Try again in English, please? |
Lame attempt at an insult. I suspect you're day drinking. |
Yes, went recently. It was considered 21+ so yes, "bad language," and it was hilarious and awesome and we had a blast. There's also a family version on another day. So two versions, no one's upset. |
I thought they were protesting drag story time at the library for kids, not drag brunch at restaurants. |
Correct |
Nellie's |
The whole point of drag brunch is the ladies get paid and tipped for their performance. So, you'd need to find ones willing to donate all of their money and skills. Good luck with that. ..... Maybe Drag Bingo would be better.
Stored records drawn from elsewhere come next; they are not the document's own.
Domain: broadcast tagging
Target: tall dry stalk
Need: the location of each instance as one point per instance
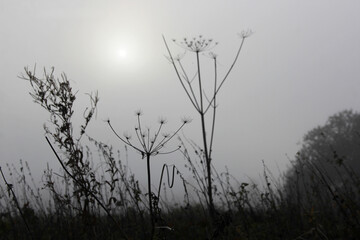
(197, 46)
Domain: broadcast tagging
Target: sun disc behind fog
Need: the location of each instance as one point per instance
(122, 53)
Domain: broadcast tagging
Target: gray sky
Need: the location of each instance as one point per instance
(300, 66)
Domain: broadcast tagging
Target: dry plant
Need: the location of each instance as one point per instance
(201, 99)
(149, 145)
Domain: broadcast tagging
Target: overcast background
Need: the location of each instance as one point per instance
(300, 66)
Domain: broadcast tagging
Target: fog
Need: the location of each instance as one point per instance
(299, 66)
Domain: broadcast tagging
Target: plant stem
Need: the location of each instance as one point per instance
(206, 152)
(149, 193)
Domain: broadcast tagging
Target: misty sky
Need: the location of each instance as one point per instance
(300, 66)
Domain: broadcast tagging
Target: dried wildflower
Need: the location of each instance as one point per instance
(245, 34)
(197, 44)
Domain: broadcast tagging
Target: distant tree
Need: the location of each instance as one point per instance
(328, 161)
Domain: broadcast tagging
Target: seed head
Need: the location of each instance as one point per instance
(197, 44)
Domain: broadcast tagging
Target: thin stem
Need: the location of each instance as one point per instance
(156, 136)
(189, 83)
(206, 153)
(126, 142)
(143, 143)
(84, 187)
(227, 74)
(214, 111)
(178, 75)
(149, 193)
(9, 187)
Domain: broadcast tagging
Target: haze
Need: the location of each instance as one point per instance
(300, 66)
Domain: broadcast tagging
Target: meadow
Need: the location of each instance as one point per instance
(317, 198)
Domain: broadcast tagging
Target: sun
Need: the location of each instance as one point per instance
(122, 53)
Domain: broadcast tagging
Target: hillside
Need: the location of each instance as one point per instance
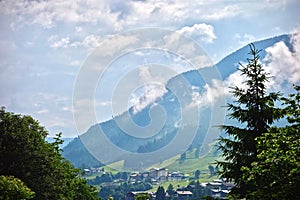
(78, 154)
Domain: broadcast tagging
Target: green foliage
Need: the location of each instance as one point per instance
(142, 197)
(211, 170)
(13, 188)
(197, 174)
(276, 172)
(24, 154)
(254, 110)
(160, 193)
(170, 190)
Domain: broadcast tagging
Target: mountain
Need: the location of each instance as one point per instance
(66, 141)
(165, 126)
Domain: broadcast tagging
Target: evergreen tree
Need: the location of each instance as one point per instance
(276, 173)
(211, 170)
(170, 190)
(160, 193)
(197, 174)
(254, 110)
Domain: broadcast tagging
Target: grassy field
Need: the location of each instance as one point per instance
(188, 167)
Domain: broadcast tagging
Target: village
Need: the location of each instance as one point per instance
(217, 188)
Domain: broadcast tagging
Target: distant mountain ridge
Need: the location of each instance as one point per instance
(80, 156)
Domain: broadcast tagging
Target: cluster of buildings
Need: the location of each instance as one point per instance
(156, 175)
(217, 189)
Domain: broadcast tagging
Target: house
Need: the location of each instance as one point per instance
(135, 177)
(219, 188)
(183, 194)
(176, 176)
(156, 173)
(133, 195)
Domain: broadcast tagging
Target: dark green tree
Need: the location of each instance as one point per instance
(160, 193)
(211, 170)
(198, 190)
(197, 174)
(170, 190)
(197, 152)
(26, 155)
(276, 172)
(14, 188)
(182, 157)
(143, 196)
(254, 110)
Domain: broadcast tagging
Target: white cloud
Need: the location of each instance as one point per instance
(283, 63)
(203, 32)
(244, 39)
(150, 91)
(89, 42)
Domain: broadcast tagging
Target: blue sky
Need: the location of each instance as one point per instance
(43, 44)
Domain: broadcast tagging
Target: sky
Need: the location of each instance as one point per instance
(45, 44)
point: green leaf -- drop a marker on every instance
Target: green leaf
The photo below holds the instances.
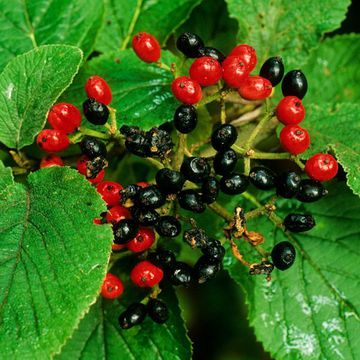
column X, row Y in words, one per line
column 29, row 85
column 286, row 28
column 141, row 92
column 25, row 25
column 99, row 333
column 52, row 259
column 125, row 18
column 310, row 311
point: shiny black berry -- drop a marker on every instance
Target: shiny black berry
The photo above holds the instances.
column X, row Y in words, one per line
column 185, row 118
column 195, row 169
column 157, row 310
column 283, row 255
column 169, row 181
column 273, row 70
column 189, row 44
column 234, row 183
column 299, row 222
column 95, row 112
column 223, row 137
column 262, row 177
column 310, row 191
column 294, row 84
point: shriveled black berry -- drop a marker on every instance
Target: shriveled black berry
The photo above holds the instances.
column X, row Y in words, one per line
column 225, row 161
column 310, row 191
column 168, row 226
column 125, row 230
column 294, row 84
column 234, row 183
column 185, row 118
column 195, row 169
column 299, row 222
column 273, row 70
column 95, row 112
column 189, row 44
column 288, row 184
column 169, row 181
column 210, row 190
column 283, row 255
column 262, row 177
column 133, row 315
column 191, row 200
column 223, row 137
column 157, row 310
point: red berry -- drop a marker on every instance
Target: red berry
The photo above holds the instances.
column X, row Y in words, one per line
column 142, row 241
column 97, row 88
column 234, row 71
column 112, row 287
column 206, row 71
column 52, row 140
column 247, row 54
column 117, row 213
column 109, row 191
column 186, row 90
column 145, row 274
column 290, row 110
column 322, row 167
column 294, row 139
column 51, row 160
column 255, row 88
column 65, row 117
column 146, row 47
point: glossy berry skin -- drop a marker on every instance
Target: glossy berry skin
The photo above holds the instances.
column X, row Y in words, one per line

Go to Freddie's |
Pretty amazing that this was a thing at Perry’s 20+ years ago and no one cared. |
Just a little FYI
The Proud Boys are all gay. They are controlled opposition. To become a full member you have to masturbate in front of the other members and agree for it to be filmed. The meetings require each member to dress in drag. Meeting places are secret. Remember that the next time you see or hear from those freaks. Wait until you find out who is paying them. |
![]() I'm not usually one to say this, but TROLL. |
My drag queen name is Lotta Cox, and even I wouldn't be as nasty about other human beings as you are. |
Drag is modern day minstrelsy. |
that's where I went to drag brunch in the 2000s |
During quarantine you could pay for live drag show performances to come to your driveway. Neighbors would pool money together and have block party drag shows. This was in Richmond. |
I live around the corner from Perry's in Adams Morgan but haven't been. Once when I was walking with my daughter, one of the performers leaned out the window yelling "Rape! Rape!" (because that's such a funny joke?) I think I saw a bare chest with implants, too-- it looked like the sequined dress was hanging wide open.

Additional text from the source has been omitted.